Le deuxième point concerne le fait d’avoir réservé la régularisation à ceux qui ont un permis de séjour expiré le 31 octobre 2019. Ici, il faut rappeler que tout se passe dans le tissu législatif des décrets de sécurité. Et donc il y a les victimes des décrets qui n’auront pas accès à cette mesure de régularisation, parce que le gouvernement n’a pas eu l’audace, le courage, d’annuler ces décrets, qui sont une usine de production de la marginalité et des damnés, rendus invisibles. Le troisième élément qui fait défaut à l’amnistie est que le permis de séjour a été subordonné au contrat de travail, qui est un mélange explosif de soumission du travailleur à toute forme de chantage et d’exploitation.

Quelles améliorations avez-vous proposé d’apporter à cette mesure ?

L’urgence consistait à délivrer un permis de séjour, compte tenu du contexte actuel de pandémie, qui soit également convertible pour le travail. Notre proposition est simple.

Quelle est la participation prévue à la grève ?

En attendant, je tiens à dire que ce jour-là, il n’y aura ni récolte d’asperges, ni récolte de myrtilles, ni récolte de légumes. Comme nous étions invisibles pour l’État le 21 mai, nous le serons aussi pour les champs. Ce sera une grève totale. En même temps, nous avons reçu la solidarité d’un grand nombre de consommateurs et de consommatrices, des centaines, qui redécouvrent ce qui se cache derrière une fourchette de spaghettis, à savoir la sueur, la fatigue, l’appauvrissement. Et ils nous envoient tant de messages, pour nous annoncer qu’ils ne feront pas de courses ce jour-là, et qu’ils porteront virtuellement des bottes, alors que nous serons à la campagne, avec de vraies bottes, en croisant les bras. Et puis nous recevons aussi des messages de nombreux agriculteurs, qui nous disent qu’ils n’iront pas travailler ce jour-là. Nous avons eu des milliers d’inscriptions. Il y a des assemblées, à Agro Pontino, en Émilie-Romagne, en Toscane, en Calabre, à Foggia. Il y aura une grande assemblée dimanche dans la colonie des travailleurs de Torretta Antonacci. Parmi ceux qui feront grève, il y aura aussi des travailleurs avec un permis de séjour, car leurs droits ne sont pas reconnus. En ce moment, il y a des ouvriers de la Piana di Gioia Tauro qui sont employés à la récolte des myrtilles, et ils reçoivent 30 euros par jour, ils se cassent le dos du matin au soir, au lieu des 50 euros prévus dans le contrat. Il est clair que personne ne doit se permettre d’instrumentaliser le labeur de ces hommes et de ces femmes, en racontant une réalité qui n’existe pas, alors qu’ils n’ont jamais mis leurs bottes sentimentalement, moralement, éthiquement et concrètement pour s’identifier aux travailleurs, qu’ils soient italiens ou étrangers.
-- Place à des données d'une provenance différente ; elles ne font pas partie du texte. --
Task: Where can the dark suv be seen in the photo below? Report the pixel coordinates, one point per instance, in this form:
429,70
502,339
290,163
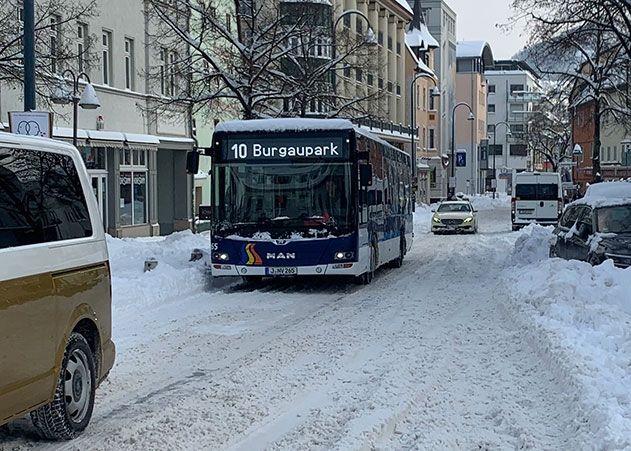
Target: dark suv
594,232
Qu’avez-vous pensé lorsque la ministre Bellanova s’est émue en annonçant le décret ?

J’étais dans une assemblée avec les travailleurs.

Quel est l’équipement de protection dans les champs, quelles sont les données dont vous disposez ?

Nous avons lancé une campagne de collecte, toujours ouverte, pendant que les différents décrets étaient publiés, parce qu’on a dit aux ouvriers qu’ils devaient travailler dans les champs pour assurer l’alimentation de la population, sans équipement de protection individuelle, et jusqu’à présent, ceux qui parlent de lutte contre le « caporalato » (embauche illégale), n’ont pas activé la table ronde sur l’exploitation et le « caporalato » dans l’agriculture, alors que nous étions, et sommes, exposés. Grâce à notre collecte, nous continuons à acheter et à distribuer de la nourriture aux travailleurs agricoles et à leurs familles, y compris les Italiens, ainsi que des équipements de protection individuelle. Nous n’en avons même pas reçu une seule, de ceux qui disaient s’inquiéter de notre condition ; en réalité ils n’ont aucun lien affectif avec nous. Nous voyageons partout, nous sommes allés en Basilicate, en Calabre, dans les Pouilles, et nous continuerons à parcourir l’Italie. Le gouvernement a renoncé à cette noble mission. Mais nous n’abandonnons pas, nous continuerons à demander le salut du peuple.